India’s public debt at 70 percent of its gross domestic product is preventing Asia’s third-biggest economy from securing an investment-grade rating, Moody’s Investors Service said.
The nation’s fiscal deficit and “the debt burden, which is high relative to similarly rated countries,” are among the constraints, Atsi Sheth, a sovereign analyst at Moody’s, said in a telephone interview from Mumbai yesterday. “For the ratings to be improved, we will have to be comfortable that India’s government debt is at a level that can be sustained over the medium term.”
India’s finance ministry pitched for a higher rating in a meeting with Moody’s officials on Nov. 14, R. Gopalan, secretary, Department of Economic Affairs, said a day later. The government raised its planned borrowing for the six months through March 31 by 32 percent as revenue collections fall short of target. Finance Minister Pranab Mukherjee said Oct. 4 that it may be hard to meet his goal of cutting the budget deficit to a four-year low of 4.6 percent of GDP.
Moody’s rates India’s rupee sovereign debt a Ba1, the highest junk grade, a level shared by Indonesia and Morocco. India’s foreign-currency debt is rated at Baa3, the lowest investment grade. Sheth, who declined to comment on the lobbying by the finance ministry, expects the budget gap to be as high as 5.5 percent in the year ending March 31. Mukherjee said yesterday the government isn’t revising its deficit target yet.
Rising Bond Yields
The yield on the benchmark 10-year government bond has risen 96 basis points this year, the most in Asia, to 8.88 percent, as inflation remained untamed above 9 percent for a 11th consecutive month in October, while increased supply damped demand. The Reserve Bank of India has increased borrowing costs 13 times starting March, 2010, to slow the pace of price gains, and expects inflation will cool to 7 percent by the end of March.
“It might be optimistic to expect a rating upgrade at this juncture when there are significant risks” on account of the deficit, said Suvodeep Rakshit, an economist at Kotak Securities Ltd. in Mumbai. “The government’s finances are under severe pressure this year due to slowing growth and higher rates.”

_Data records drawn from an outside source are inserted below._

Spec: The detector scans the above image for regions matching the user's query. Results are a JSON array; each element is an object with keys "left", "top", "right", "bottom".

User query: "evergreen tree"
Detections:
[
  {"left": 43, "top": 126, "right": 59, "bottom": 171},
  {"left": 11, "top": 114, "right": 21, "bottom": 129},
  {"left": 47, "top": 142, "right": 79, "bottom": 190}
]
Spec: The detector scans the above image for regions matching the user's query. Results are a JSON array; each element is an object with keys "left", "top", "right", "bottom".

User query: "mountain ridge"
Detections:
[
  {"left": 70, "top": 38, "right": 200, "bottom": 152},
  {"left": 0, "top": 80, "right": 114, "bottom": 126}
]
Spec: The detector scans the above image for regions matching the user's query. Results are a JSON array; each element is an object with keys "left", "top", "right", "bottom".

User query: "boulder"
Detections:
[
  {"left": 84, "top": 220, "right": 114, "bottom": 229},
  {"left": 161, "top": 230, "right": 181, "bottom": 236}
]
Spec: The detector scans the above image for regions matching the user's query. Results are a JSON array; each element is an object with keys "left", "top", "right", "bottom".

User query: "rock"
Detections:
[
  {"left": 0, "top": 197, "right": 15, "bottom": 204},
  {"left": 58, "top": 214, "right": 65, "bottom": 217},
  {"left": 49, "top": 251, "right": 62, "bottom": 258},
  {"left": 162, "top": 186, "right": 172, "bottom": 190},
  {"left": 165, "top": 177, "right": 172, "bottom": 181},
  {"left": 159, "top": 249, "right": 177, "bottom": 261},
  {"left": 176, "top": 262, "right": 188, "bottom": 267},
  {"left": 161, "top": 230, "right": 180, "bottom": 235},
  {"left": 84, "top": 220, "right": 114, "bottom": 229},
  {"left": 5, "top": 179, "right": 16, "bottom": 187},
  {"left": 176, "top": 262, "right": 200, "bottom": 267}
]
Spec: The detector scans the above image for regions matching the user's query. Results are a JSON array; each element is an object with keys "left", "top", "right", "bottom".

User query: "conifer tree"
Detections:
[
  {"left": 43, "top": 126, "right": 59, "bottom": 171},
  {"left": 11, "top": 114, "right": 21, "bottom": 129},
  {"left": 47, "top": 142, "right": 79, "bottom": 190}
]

Slowing economic growth may also exacerbate the deficit, Sheth said. The $1.7 trillion economy is likely to expand 7.6 percent in the fiscal year to March, 2012, slower than 8.5 percent in the previous year, according to the central bank.
“The deficit is going to be higher due to growth slowdown,” Sheth said. “Growth and profitability have been lower than the government had assumed and that will be reflected in revenue growth.”
Revenue Collection
India’s receipts grew 38.7 percent in the six months to September from a year earlier, slower than 58.4 percent gain in the same period a year ago, according to government estimates. Fourteen of the 30 companies that comprise the benchmark Sensitive Index reported profits that fell short of analyst estimates in the quarter ended Sept. 30.
The government will also spend more on oil and food subsidies, she said. The state caps retail prices of fuels including diesel, cooking gas and kerosene to rein in inflation and shield about 828 million people the World Bank says live on less than $2 a day.
Standard & Poor’s and Fitch Ratings have a BBB- rating on India’s local-currency debt, the lowest level in the investment category.
“A high debt burden, we believe, limits the fiscal flexibility that the government has to respond to future shocks, as well as invest in India’s social and physical infrastructure Needs,” Sheth said.